Dr. HC. João Bosco Botelho
Alguns acontecimentos marcaram o Renascimento como um novo tempo na Europa, interferindo diretamente nas práticas médicas oriundas do medievo:
– Publicação mecanizada dos livros;
– Ruptura com as interdições eclesiásticas: dissecção pública de corpos humanos;
– Teatros de anatomia em vários reinos europeus;
– Publicação do livro “De humani corporis fabrica” de André Vesálio;
– Publicação do livro “A cirurgia” de Ambroise Paré;
– Publicação do livro “De viscerum structura”, de Marcelo Malpighi, descrevendo o mundo somente visível sob as lentes de aumento, iniciando o pensamento micrológico, que pode ser considerado um dos mais importantes avanço da Medicina: identificação das causas das doenças numa dimensão invisível aos olhos desarmados.

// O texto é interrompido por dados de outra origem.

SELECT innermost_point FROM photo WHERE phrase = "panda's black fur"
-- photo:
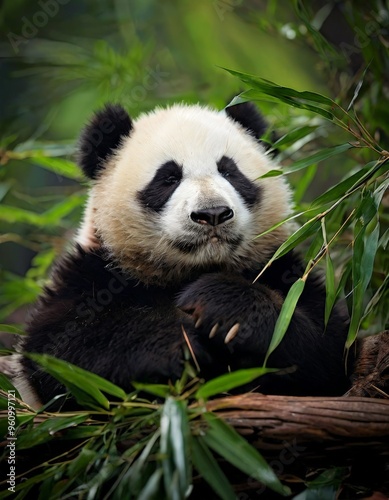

Entre outras singularidades do Renascimento, se destaca a vontade coletiva de retomar os ideários políticos da Grécia platônico-aristotélica. Desse modo, inicia-se outra fase da ética médica sob menor influência dos dogmas do cristianismo medieval:
– Importante e decisivo procura da materialidade da doença;
– Retomada das diretrizes teóricas da Medicina greco-romana;
– Diminuição do valor atribuído aos santuários curadores;
– Aumento do número de médicos oriundos das novas universidades;
– Maior participação de médicos laicos no processo formador da Medicina;
– Livros escritos em latim;
– Presença de geniais pintores e escultores, como Miguel Ângelo, Leonardo da Vinci, Rembrandt, entre outros, detalhando nas obras de artes o corpo desnudo;
– Maior acesso aos livros produzidos no período greco-romano;
– Maior liberdade para os estudos dos corpos mortos;
– Substituição das confrarias, sob a guarda dos respectivos santos protetores, como a dos cirurgiões sob a proteção de São Cosme e São Damião, pelos Colégios e Academias laicos, como o Royal College of Surgeons, em Londres, e a Sorbonne, em Paris;
– Cirurgia incorporada à Medicina;
– Recuo da compreensão da doença como mal, causada como castigo.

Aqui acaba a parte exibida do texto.